SOLUTION :
Last portion of the problem gives eq. wt. of $Y$ and also from volatile chloride method valency of metal $X$ is found out, hence also the valency of $Y$ as the oxides of $X$ and $Y$ are isomorphous.
Wt. of oxygen $=47 \cdot 1 g$ and wt. of $Y=(100-47 \cdot 1) g =52 \cdot 9 g$
$\therefore \quad$ Eq. wt. of $Y=\frac{52 \cdot 9}{47 \cdot 1} \times 8=8 \cdot 98$
Let the valency of metal $X$ be $n$, hence formula of chloride of $X=X C l_{n}$.

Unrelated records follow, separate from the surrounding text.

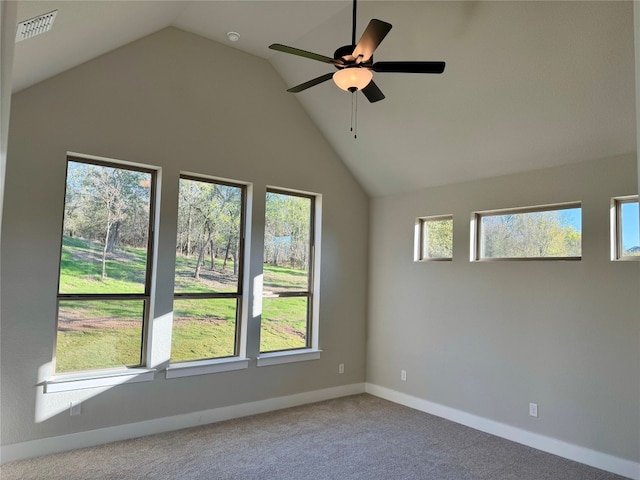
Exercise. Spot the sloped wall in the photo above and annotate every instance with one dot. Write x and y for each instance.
(182, 103)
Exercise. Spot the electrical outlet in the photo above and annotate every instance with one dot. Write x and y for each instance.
(75, 408)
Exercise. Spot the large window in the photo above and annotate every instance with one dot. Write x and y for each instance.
(208, 275)
(626, 237)
(546, 232)
(288, 272)
(105, 262)
(434, 238)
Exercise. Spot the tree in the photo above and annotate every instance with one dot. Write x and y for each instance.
(108, 205)
(529, 235)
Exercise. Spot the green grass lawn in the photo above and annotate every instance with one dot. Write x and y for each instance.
(90, 337)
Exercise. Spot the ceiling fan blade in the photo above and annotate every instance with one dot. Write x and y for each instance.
(371, 38)
(372, 92)
(304, 53)
(409, 67)
(310, 83)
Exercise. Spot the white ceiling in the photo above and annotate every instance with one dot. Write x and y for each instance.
(527, 84)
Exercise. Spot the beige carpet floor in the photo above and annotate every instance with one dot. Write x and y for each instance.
(357, 437)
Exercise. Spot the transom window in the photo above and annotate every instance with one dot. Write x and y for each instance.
(626, 236)
(105, 266)
(434, 238)
(544, 232)
(288, 271)
(209, 265)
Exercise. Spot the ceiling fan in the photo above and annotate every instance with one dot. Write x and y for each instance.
(355, 62)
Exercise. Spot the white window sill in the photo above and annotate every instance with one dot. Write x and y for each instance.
(203, 367)
(67, 383)
(289, 356)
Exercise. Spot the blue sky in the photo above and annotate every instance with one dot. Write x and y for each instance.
(630, 223)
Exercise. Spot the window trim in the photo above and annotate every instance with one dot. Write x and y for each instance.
(419, 254)
(311, 350)
(476, 231)
(616, 228)
(220, 364)
(146, 296)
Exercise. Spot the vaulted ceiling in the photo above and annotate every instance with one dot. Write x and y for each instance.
(527, 84)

Its vapour density $($ given $)=79, \therefore$ Mol. wt. $=2 \times$ V.D. $=79 \times 2=158$
From formula, mol. wt. of $X C l_{n}=$ at. wt. $X+n \times 35 \cdot 5=52+35 \cdot 5 n$
$\therefore \quad 52+35 \cdot 5 n=158, \quad \therefore 35 \cdot 5 n=158-52=106, \quad \therefore \quad n=\frac{106}{35 \cdot 5} \approx 3$
$\therefore$ Also valency of $Y=3$.
Atomic wt. of $Y=$ eq. wt. $\times$ valency $=8 \cdot 98 \times 3=26 \cdot 94$.